Plinio clavó de nuevo los ojos en la carta amarillenta y tiesa, de tinta lejana y sellos republicanos, y sintió el coletazo del tiempo en su espinazo.
—Mi madre murió tan jovencica, cuando yo tenía un año. Y mi padre cuando tenía los cuatro recién cumplidos. Me fui con mi abuela, que me duró otros pocos años. Luego viví con mi tía Anuncia hasta la mayoría, pero era mujer muy despegada y triste… Qué vida tan sola la mía. Por lo que dice usted de los curas. Ellos y las vecinas fueron mi familia. Novios tampoco me acudieron. Yo soy muy desgraciaíca, Manuel —dijo al tiempo que se metía la carta en el bolsillo y se levantaba con aire resignado.
Plinio la despidió con cierta ternura de ojos y suspiró suave. Pero apenas traspuso la puerta sacudió el amago sentimental y ya sin pereza ni relajo, empezó a pasearse por el despacho con las manos en el riñón, los ojos guiñados y el morro un poco salido, según solía cuando pensaba. Sin dejar de andar, lió otro «caldo» y así estuvo más de un cuarto de hora, hasta que de pronto cogió el teléfono y llamó a don Lotario:
—¿Usted se acuerda si Sebastián Manrique, el padre de Matilde la Soñadora, trabajó durante la guerra en la cooperativa de la C. N. T.?
—Coño, Manuel; haces unas preguntas de repente… Él era muy beato y no le cuadra lo de la C. N. T., aunque, la verdad es que en las cooperativas trabajaron muchos de derechas… Pero a él no lo recuerdo. ¿Qué pasa?
—Nada de particular. Ya le contaré a usted. Otra cosa: ¿le suena a usted el apellido Hevia?
—¿Hevia…? No. Vamos, así, al pronto.
—Ya. Los que deben saber eso de seguro son los del ministerio de información de la calle Nueva.
—Ésos lo saben todo. Hasta lo que no pasa.
—¿Vamos para allá?
—Pero ¿qué pasa, puñeto?
—Ya le explicaré por el camino. Le espero aquí.
Llaman allí ministerio de información a la casa de don Ruperto Cepeda Calabria, sita en el comedio de la calle Nueva, donde a media mañana suelen reunirse los más licenciados y holgones del pueblo a comentar las peripecias del día anterior, sobre todo en lo relativo a noviazgos, abortos, palizas matrimoniales, embarazos ortodoxos y puteriles, enfermedades, agonías, sequías y gorduras de los cuerpos y las vides.

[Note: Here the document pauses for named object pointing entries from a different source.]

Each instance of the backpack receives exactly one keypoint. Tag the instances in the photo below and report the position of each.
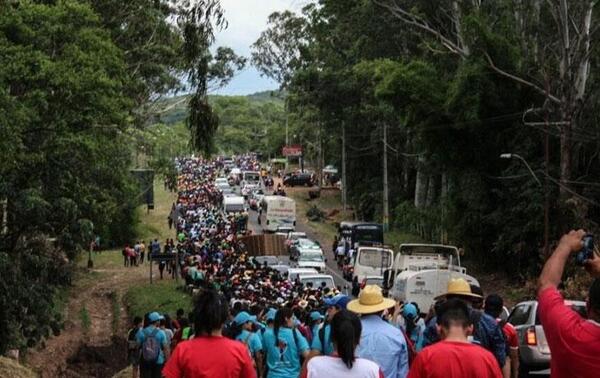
(410, 347)
(151, 347)
(131, 341)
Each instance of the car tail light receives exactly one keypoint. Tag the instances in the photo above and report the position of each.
(530, 337)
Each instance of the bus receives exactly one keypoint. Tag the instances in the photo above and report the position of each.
(361, 233)
(279, 212)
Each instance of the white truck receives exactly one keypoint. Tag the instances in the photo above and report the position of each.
(372, 261)
(279, 211)
(421, 272)
(234, 204)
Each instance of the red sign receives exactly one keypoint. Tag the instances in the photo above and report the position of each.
(293, 150)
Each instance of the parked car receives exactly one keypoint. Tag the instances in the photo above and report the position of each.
(298, 179)
(303, 245)
(372, 280)
(312, 259)
(534, 352)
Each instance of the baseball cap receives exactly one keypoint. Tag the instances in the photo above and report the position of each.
(409, 311)
(339, 300)
(154, 317)
(243, 317)
(271, 314)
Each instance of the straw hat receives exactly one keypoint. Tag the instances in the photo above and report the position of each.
(370, 300)
(458, 286)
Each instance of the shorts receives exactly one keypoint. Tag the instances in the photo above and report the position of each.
(133, 357)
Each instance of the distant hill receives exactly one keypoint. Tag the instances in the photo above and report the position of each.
(175, 108)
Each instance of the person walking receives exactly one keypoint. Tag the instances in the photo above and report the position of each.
(573, 340)
(133, 348)
(209, 354)
(346, 330)
(380, 342)
(284, 346)
(155, 349)
(322, 343)
(454, 356)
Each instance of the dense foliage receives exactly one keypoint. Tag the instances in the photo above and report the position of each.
(78, 85)
(456, 84)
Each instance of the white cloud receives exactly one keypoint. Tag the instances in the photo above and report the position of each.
(247, 19)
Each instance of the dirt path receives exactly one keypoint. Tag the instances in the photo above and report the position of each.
(92, 349)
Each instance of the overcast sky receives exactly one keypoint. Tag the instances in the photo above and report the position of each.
(247, 19)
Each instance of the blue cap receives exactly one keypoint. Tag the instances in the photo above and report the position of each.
(243, 317)
(271, 314)
(409, 311)
(339, 300)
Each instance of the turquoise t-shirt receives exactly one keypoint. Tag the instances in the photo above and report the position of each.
(283, 357)
(160, 337)
(316, 344)
(252, 340)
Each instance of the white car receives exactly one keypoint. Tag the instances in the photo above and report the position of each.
(317, 280)
(312, 259)
(221, 180)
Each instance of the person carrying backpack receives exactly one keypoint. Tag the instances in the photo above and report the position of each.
(133, 349)
(154, 347)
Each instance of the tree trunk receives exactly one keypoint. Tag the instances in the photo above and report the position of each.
(421, 186)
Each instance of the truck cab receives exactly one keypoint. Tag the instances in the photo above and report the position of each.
(421, 272)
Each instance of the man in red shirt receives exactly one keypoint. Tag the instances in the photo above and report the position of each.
(574, 341)
(454, 356)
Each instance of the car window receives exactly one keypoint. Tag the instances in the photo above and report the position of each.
(580, 309)
(520, 315)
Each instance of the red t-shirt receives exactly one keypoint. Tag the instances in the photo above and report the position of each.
(574, 342)
(451, 359)
(207, 357)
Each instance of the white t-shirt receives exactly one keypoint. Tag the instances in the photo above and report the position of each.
(334, 367)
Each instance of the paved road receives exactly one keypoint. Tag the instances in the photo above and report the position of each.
(325, 243)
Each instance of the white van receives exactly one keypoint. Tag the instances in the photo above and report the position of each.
(421, 272)
(293, 273)
(279, 212)
(234, 204)
(372, 261)
(317, 280)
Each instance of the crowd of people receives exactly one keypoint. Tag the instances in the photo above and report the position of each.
(251, 321)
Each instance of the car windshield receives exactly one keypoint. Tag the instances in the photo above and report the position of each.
(313, 257)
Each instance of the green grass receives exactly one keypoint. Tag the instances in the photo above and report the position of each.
(164, 296)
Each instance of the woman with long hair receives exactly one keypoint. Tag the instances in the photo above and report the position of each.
(345, 334)
(210, 354)
(285, 346)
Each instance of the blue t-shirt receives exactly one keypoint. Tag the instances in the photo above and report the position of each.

Aquella mañana, a causa del calor, sedentes en butacas de mimbre, in emiciclum sicut solebant, hacían su tertulia en el patio fresquito. Patio entre sevillano y de Castilla, con azulejos, montera de cristal con toldo y una palmera ética y rubianca en el centro, sembrada en una cuba verde. Al fondo, la escalera de mármol blanco con pasamanos de madera barnizada; en las paredes, fotografías de familia, de primeras comuniones y un Sagrado Corazón tras una verjilla de hierro negro. El fresco y la penumbra, el vivo de los azulejos y el ramo sonso de la palmera, conseguían buen escenario para aquella tertulia de señores y señoras mayorcísimos, cuyo deporte de toda la vida fue enterarse y comentar los menudos accidentes biográficos del pueblo.
Ruperto Cepeda, al ver entrar por la puerta entreabierta —que el hemiciclo siempre era abierto— al jefe Plinio y a su colateral don Lotario, puso cara de extraño gozo y levantando los brazos, dijo: «Adelante la justicia».
Con Ruperto Cepeda, cabecera del ministerio, hacían corro, Florencio Colás, especialista en contubernios maricones; Florentino Sánchez, perito en viajeros, que él sabía muy bien quién salía y entraba en el pueblo cada día. Ahora, con los coches, se le despistaban algunos, pero de los que iban y venían en trenes y autobuses, no marraba uno. La Sacra Ramírez, sabuesa de sacristía, experta en curas, monjas, frailes, beatos, funerales y política eclesiástica en general. José Manuel Roncero Cuernavaca, especialista en asuntos económico-domésticos, alcoholeros, vinateros y bancarios. Anacleto Semidiós, corredor de noviazgos formales, por afición se entiende… Y como una institución histórica la gran cronista del pueblo en todo pelaje de incidencias menores, doña María del Amor Hermoso, con noventa y seis años cumplidos. Tenía ésta aire de artista de teatro venida a menos, de señorita de la generación del 98. Todavía con su rostro arrugado y adobado de pintura y polvos de arroz, con el cabello tintado de rubio sangre hecho caracolas y barquillos; conservaba unos ojos de acero entre linces y sensitivos y un volumen de pecho imposible a sus años y a pesar de su delgadez. Daba la impresión de que cada mañana resucitaba en su panteón familiar, se acicalaba con aquel pecho y aquel cabello churrigueresco, se ponía los ojos también prestados y venía al ministerio de información de la calle Nueva. Sus manos, ovillos de huesos y venas azules, o descansaban sobre el esquema del halda o se alzaban de vez en cuando para ordenarse la escultura retinta del pelo. Porque al hablar lo hacía inmóvil, marcando la melodía de la frase o pasión exclamativa con el arqueo de las cejas, movimiento de sus ojos jóvenes o bajando la voz e inclinando un poco la cabeza hacia el oyente en los secretos calderones.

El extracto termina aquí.